Tuesday, December 12, 2006

Identity Theft: Time to Do Something About It: My Suggestion

UCLA has been victim of one of the largest hacker schemes ever reported. It is time something were done about the preserving of private information in large data bases. The only real duty of the federal government is to protect us all; the rest is just frosting on the cake -- or rather dross (worthless scum formed on the surface of molten metal, the closest thing my brother could find to an antonym of the cake metaphor.)

hackers_skeleton
[Thanks to infosatellite.com for the image.]

Why can't government officials act when they need to, i.e. be useful instead of spending all their time voting themselves some pork to fatten up their next election numbers?

Suggestion:

The federal government should declare it illegal to store social security numbers on any computer for more than the few hours necessary to check credit or number validity. The law should require that after a few hours the numbers be replaced by an internal code system of some kind.

That goes for the three credit agencies and the federal Social Security and other agencies as well, whose data bases are prime targets and probably the subject of much hacker brain-racking "as we speak."

This defensive action may represent a large expense now, but it would save our governments, our economy, the credit card companies, and the credit agencies millions in the longer run, in the form of credit fraud.

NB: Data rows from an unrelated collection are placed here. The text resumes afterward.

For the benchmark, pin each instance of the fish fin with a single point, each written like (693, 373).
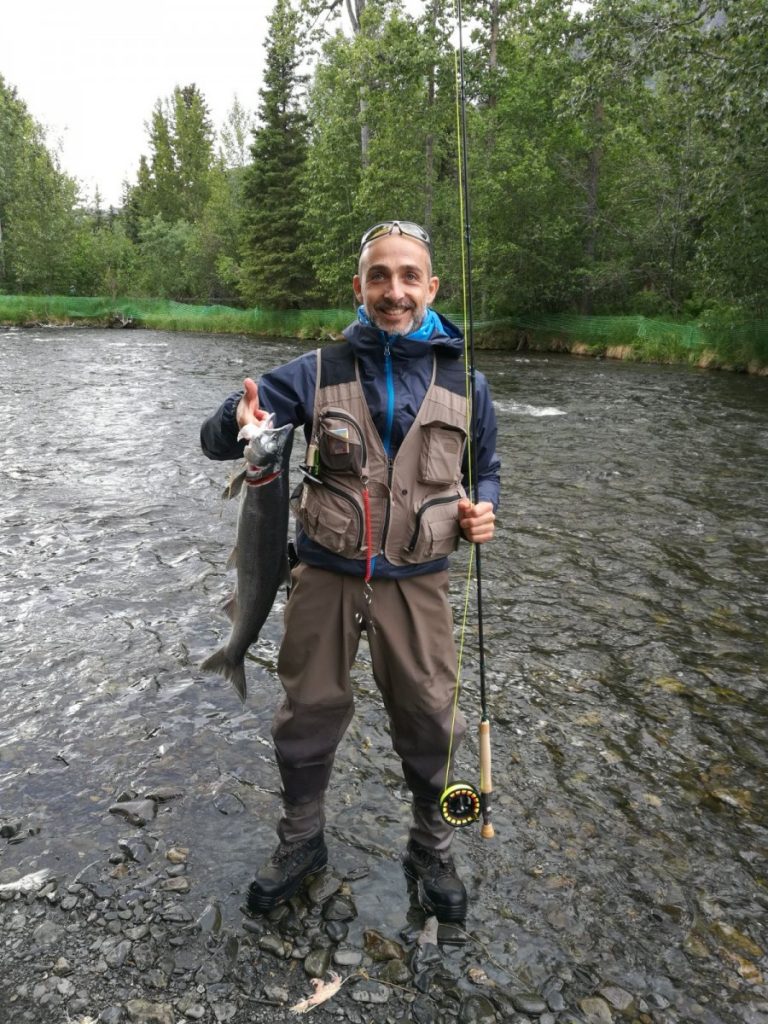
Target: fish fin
(229, 607)
(233, 484)
(220, 664)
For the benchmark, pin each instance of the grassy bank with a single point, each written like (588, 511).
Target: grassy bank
(712, 343)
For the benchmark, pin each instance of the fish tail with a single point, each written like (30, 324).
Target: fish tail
(219, 663)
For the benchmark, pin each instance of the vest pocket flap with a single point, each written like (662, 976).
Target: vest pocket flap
(340, 442)
(333, 519)
(441, 453)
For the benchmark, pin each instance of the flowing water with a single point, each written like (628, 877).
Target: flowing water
(626, 664)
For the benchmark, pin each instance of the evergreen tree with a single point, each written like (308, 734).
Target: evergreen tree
(274, 271)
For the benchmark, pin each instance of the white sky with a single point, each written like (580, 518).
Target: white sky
(90, 71)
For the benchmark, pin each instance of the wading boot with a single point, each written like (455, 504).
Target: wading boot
(440, 889)
(280, 877)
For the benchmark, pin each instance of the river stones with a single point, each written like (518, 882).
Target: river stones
(136, 812)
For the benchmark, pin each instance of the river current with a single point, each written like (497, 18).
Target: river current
(625, 620)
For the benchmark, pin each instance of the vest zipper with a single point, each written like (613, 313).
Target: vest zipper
(355, 508)
(338, 414)
(419, 515)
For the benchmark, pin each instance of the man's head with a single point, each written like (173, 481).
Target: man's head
(394, 280)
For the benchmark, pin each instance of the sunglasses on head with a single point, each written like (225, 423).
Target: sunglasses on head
(409, 227)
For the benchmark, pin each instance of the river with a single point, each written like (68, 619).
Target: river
(625, 614)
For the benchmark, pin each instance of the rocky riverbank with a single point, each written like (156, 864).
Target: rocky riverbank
(124, 942)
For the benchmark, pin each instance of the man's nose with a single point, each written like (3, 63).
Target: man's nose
(395, 290)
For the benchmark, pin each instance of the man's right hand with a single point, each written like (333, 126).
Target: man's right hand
(248, 408)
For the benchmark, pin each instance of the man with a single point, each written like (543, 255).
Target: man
(381, 507)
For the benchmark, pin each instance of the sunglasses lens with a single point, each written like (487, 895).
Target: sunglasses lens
(409, 227)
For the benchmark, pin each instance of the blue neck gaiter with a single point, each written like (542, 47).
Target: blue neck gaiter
(429, 325)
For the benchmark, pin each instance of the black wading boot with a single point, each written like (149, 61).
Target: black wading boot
(441, 890)
(280, 877)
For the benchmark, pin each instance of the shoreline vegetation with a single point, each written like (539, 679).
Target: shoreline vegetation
(712, 343)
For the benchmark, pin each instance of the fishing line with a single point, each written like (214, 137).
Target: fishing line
(461, 804)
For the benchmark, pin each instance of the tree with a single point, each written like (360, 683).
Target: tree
(173, 180)
(274, 269)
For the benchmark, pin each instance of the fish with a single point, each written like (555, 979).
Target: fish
(260, 554)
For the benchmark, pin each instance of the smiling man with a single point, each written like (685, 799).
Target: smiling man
(381, 507)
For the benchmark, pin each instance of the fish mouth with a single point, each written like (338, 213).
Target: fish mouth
(258, 478)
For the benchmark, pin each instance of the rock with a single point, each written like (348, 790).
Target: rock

Let's get on the stick. What are we waiting for? A national crisis?

1 Comments:

Anonymous Anonymous said...

“It is time something were done about the preserving of private information in large data bases.”

I disagree. Its would be a waste of time. Instead, they should assume that everyone’s private data is in the public domain and invent a different set of data to identify people. Just knowing someone’s SS# doesn’t mean that you are them! They have got to start using something different.